30.03.12: Erfolgreiche Präsentationsprüfungen

Geschrieben von Pressedienst OSB

Zehntklässler des Realschulzweiges nahmen die erste Prüfungshürde

 

Aufgeregt waren sie, die 48 Schülerinnen und Schüler der beiden 10. Realschulabschlussklassen der Gustav-Heinemann-Schule in Borken. Aufgeregt deshalb, weil die von ihnen gewählten Themen einer dreiköpfigen Prüfungskommission vorgestellt werden mussten. Die Themen hatten sie gemeinsam mit ihren betreuenden Lehrern in Form einer fünf- bis sechsseitigen Hausarbeit bearbeitet.  Bedingung war, dass die gewählten Aufgaben einem schulischen Fach – ausgenommen die Hauptfächer Deutsch, Englisch und Mathematik – zugeordnet werden können und im Anspruch dem Niveau eines 10. Realschuljahres entsprechen.

 

Ein weites Feld von Themen eröffnete sich den betreuenden Kolleginnen und Kollegen. Vom aktuellen Integrationspreis für Bushido über Gandhi und Claus v. Stauffenberg, die Fragwürdigkeit von Schönheitsoperationen, Vertreibung und Flucht nach dem Krieg bis zu Bedenken gegen genmanipulierte Nahrungsmittel und die Bedeutung der Honigbiene für unsere ökologischen Systeme.

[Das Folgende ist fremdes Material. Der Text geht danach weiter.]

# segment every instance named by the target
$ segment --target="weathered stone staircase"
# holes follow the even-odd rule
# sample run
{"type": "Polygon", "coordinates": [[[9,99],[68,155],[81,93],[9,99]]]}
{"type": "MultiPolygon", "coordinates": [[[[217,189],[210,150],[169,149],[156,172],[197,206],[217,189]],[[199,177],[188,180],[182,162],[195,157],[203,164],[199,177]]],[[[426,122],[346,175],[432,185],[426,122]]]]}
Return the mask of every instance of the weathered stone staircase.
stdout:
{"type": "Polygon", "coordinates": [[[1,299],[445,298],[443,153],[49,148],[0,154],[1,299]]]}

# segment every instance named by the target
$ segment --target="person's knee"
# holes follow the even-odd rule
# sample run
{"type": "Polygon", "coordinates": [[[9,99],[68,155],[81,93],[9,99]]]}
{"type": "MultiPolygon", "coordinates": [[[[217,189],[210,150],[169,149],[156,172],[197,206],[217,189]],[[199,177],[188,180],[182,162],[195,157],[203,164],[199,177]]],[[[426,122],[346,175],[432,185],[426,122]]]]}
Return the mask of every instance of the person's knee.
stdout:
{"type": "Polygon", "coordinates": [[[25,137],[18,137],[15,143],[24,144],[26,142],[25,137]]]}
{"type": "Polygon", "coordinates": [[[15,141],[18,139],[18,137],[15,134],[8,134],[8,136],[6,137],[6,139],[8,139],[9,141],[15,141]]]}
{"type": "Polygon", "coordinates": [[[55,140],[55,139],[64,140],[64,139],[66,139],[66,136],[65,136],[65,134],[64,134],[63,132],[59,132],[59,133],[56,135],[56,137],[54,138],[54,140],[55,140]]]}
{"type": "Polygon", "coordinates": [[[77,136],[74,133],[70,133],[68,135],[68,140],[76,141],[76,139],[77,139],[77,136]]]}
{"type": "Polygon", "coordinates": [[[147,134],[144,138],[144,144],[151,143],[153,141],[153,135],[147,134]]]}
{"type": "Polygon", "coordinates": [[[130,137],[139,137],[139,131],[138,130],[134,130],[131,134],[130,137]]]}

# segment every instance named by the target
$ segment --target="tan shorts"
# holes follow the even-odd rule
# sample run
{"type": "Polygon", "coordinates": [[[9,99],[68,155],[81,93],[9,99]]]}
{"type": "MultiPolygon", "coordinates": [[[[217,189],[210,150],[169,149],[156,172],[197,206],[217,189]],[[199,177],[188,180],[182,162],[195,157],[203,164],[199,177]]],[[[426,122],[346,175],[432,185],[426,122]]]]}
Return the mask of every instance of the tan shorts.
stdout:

Eine bunte Palette der unterschiedlichsten Themen wurde mit informativen Plakaten, sorgfältig gestalteten Folien und Fotos, aber auch oft mit Beamer und PC als Power-Point-Präsentation vorgestellt. Aber auch landesübliche Kleidung wie ein indischer Sari und orientalische Spezialitäten waren zu sehen und zu verkosten.

 

Betroffenheit und wortloses Staunen löste Marika Domin mit ihrer Präsentation über den Transport jüdischer Kinder nach Großbritannien und in das damals neutrale Schweden hervor (s. Foto). Man spürte, mit welcher Leidenschaft die 16-jährige die damaligen Ereignisse recherchiert hatte. Sie war während ihrer Recherchen zu einer Spezialistin geworden. An den Plakaten und den anderen verwendeten Materialien war der enorme Aufwand abzulesen, der für diese außergewöhnliche Präsentation erforderlich war.

 

In den meisten Fällen waren die Sorgen der Mädchen und Jungen vor der Prüfung völlig unbegründet. Die anfängliche Nervosität verflog schnell und die Kids fanden die Sicherheit in Gestik und Vortrag, die man in erfolgreichen Präsentationen sehen möchte. Die Prüfungskommission legte großen Wert auf die freie Rede und testete nach der Präsentation die Sachkompetenz der Präsentanten durch weiter führende und vertiefende Rückfragen. Die Würdigung der persönlichen Kompetenz und des Auftretens sowie des Umgangs mit den eingesetzten Medien führte dann am Ende zu einer Note, die sich im Abschlusszeugnis der Realschule später an besonderer Stelle wieder findet.

Vierzehnmal stellten die Prüfungskommissionen eine sehr gute Leistung fest und erteilten die Note „Eins“. Zehnmal wurde die „Zwei“ erreicht. Nur eine von 48 Präsentationen wurde als nicht mehr ausreichend eingestuft.

 

Insgesamt haben sich die Anstrengungen der Schülerinnen und Schüler sehr gut ausgezahlt, erstens  in Form einer guten Zensur, zweitens durch die Gewissheit, das Handwerk einer guten Präsentation zu beherrschen und drittens durch die Freude, den Stolz sowie Gefühle, die sich mit einer erfolgreich bestandenen Prüfung verbinden.